14 Comments Add yours

  1. Kat says:

    I am english and scottish ancestry and I have split pinky toenails on both feet. I always assumed I must have dropped something on my toes as a kid. Thanks for your blog.


  2. Mary says:

    My DNA is 💯 European (Scandinavian, Irish, English, Scottish) and I have the dreaded split pinky toe. Really only on right foot. Left is there but much less pronounced


  3. Frank solis says:

    My husband is Mexican and Spanish. I have been trying to figure out how to help him get rid of this . It only causes pain when it grows so big it catches on his pants . He is relieved that he isn’t strange and more people have this.


    1. Aw, he’s definitely not alone! Sorry to hear that it’s causing him so much trouble. I usually cut mine off, but if it’s such a reoccurring pain I’d recommend going to see a podiatrist. I heard there’s a treatment common with ingrown nails that they can do – basically cut off just that part of the nail and stick an acid into the nail matrix to stop it from growing there in the future.


  4. Tabitha says:

    I’m of European descent primarily but I have this! Found this durning my search for answers lol


  5. Haney Marlin says:

    Hello, my name is Haney. I am a male with this trait. My mother, sister, her son, and all of my children have this trait. It is definitely a dominant trait in my mother’s family genetics as it is passed on to each child on both feet.
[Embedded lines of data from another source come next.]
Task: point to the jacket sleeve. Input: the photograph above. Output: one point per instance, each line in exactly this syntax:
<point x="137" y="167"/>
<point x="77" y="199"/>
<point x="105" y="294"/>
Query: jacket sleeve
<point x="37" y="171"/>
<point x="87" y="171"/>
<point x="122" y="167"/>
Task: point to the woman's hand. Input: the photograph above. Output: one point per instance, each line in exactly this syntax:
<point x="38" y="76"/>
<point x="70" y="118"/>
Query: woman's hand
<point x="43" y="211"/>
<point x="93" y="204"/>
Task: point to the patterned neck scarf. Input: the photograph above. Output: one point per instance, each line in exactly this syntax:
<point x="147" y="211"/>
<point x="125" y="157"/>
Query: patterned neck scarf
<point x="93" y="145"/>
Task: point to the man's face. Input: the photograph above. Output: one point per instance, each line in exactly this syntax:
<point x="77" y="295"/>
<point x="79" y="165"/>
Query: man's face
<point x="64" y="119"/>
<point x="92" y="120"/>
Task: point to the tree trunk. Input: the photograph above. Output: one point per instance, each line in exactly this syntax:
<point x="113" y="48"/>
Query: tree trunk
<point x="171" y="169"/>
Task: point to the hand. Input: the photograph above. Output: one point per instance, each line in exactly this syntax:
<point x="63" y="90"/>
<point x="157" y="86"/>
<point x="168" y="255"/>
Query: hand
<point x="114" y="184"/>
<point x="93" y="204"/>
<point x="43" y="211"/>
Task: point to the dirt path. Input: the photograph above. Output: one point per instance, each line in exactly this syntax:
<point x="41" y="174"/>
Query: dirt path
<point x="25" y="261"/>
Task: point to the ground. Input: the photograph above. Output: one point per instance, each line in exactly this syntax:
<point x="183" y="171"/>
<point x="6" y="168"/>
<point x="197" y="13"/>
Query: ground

My mother is Egyptian and her father is from Sudan. We are dark complected with African dominant genetics. My father was white American. He did not have this trait. In our family, it is most definitely a dominant trait. Each of my children were born with Mongolian spots that later disappeared. It didn’t matter what race or who my family line mixed with, the accessory toe nail or 6th toe nail trait is always present. We were always told that we were descendents of King Tut and his young bride who went into hiding after his untimely death. It could just be family folklore as no proof exists. I find it funny that my name is Haney and I am almost 40 years old and just now take the time to read about it. I find it interesting that it is believed to be a trait of the Han people. I love the story of the Yellow Emporer and the story of the people of the Locust Tree. Who knows, maybe we are of this lineage somewhere down the line or maybe the Han people are the descendents of King Tut and his unfortunate, young, widowed bride.

    Liked by 1 person

    1. That is fascinating!! I love that your family passed down this story through the generations. I haven’t heard of it being linked to King Tut, but I wouldn’t be surprised if he had it. Thanks so much Haney for sharing!


  6. Alex Zen says:

    you have teochew blood lines, thats where split pinky toes came from.


    1. Ah, that’s cool to think so, but that doesn’t explain how it’s common in other races. 🙂 There definitely needs to be more study into it.


  7. Terrific work! This is the type of information that should be shared around the web. Shame on Google for not positioning this post higher! Come on over and visit my web site . Thanks =)


  8. Cindy says:

    I have this problem and when I mentioned it to a podiatrist, they told me it’s caused by fungus. But I don’t believe this to be true because there are none of the traditional symptoms of fungus or appearance. That’s why a google search led me here, I’m shocked to find so many people have this! I didn’t know it was “thing” much less that there is all this historical background about it, so interesting! Thank you for your post. And – I am Mexican. And first noticed the split nail after a long night of dancing in high heels that were too tight on the pinky toe

    Liked by 1 person

    1. I’m glad you found my post useful! It is such a weirdly fascinating topic that affects so many people. 🙂


  9. lannie says:

    I had to read this, as I definitely have a split pinky nail. I always heard of this as being a Han Chinese thing. I didn’t know other ethnicities had it too! Super interesting post!

    Liked by 1 person

    1. It’s really neat, right? I didn’t expect it to be as common a thing as it is among non-Han Chinese people.